This was published 6 months ago
Austin Butler trades Elvis for an ultra-violent gangster farce
CAUGHT STEALING
★★★★
MA, 106 minutes. In cinemas
Caught Stealing is a high-speed tour of the sleazier sections of New York’s Lower East side led by Hank Thompson, played by Austin Butler, best known for his lead role in Baz Luhrmann’s Elvis. This time, he’s on the run from a formidable assortment of gangsters.
Three ethnic groups are represented. According to Hank’s neighbour, Russ, who got him into this mess, “the Russians, the Hebrews” and a Colombian fixer all want what he’s got. As a result, Hank is in continuous motion. At one point he executes a sprint marathon which puts Tom Cruise to shame.
Russ is played by British actor, Matt Smith, looking very different from his incarnation as the Duke of Edinburgh in The Crown. Sporting a multi-coloured Mohawk, he looks and sounds like a Cockney punk rocker, but his true vocation is drug-dealing, and he’s not fussy about the quality of his associates. He does have one or two likeable features, however. He’s very fond of his cat, Bud, a poised, long-haired tabby who steals every scene he’s in. Forced to make an urgent trip back to his home in England, Russ enlists Hank as a cat-sitter and that’s where the trouble starts.
The film is directed by Darren Aronofsky, a filmmaker celebrated for being up for anything and for his ability to create and maintain a sense of nightmarish intensity. His last film, The Whale, won Brendan Fraser a Best Actor Oscar and his ballet picture, The Black Swan, scored five Oscar nominations.

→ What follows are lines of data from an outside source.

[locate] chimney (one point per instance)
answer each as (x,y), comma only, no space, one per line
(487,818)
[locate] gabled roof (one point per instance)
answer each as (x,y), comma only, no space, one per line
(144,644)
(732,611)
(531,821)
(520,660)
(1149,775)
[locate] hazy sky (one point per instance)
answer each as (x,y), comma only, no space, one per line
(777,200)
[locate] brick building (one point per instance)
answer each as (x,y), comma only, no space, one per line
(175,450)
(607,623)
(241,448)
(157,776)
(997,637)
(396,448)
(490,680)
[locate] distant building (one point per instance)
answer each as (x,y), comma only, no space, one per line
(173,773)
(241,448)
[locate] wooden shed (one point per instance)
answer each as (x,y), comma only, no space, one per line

In this one, he reveals his taste for black farce, along with a flair for choreographing stunt work. The hyperactive script is by Charlie Huston, who has adapted his own novel. Set in millennial New York, it’s the first in a trilogy about Hank, a former baseball prodigy whose career was derailed by a bone-breaking accident followed by a car crash which killed his best friend. Since then, he’s been devoid of all ambition, content to drift along in his pokey apartment in the East Village, working as a bartender. Alcohol helps, and he has a smart, sexy girlfriend, Yvonne (Zoe Kravitz), who loves him.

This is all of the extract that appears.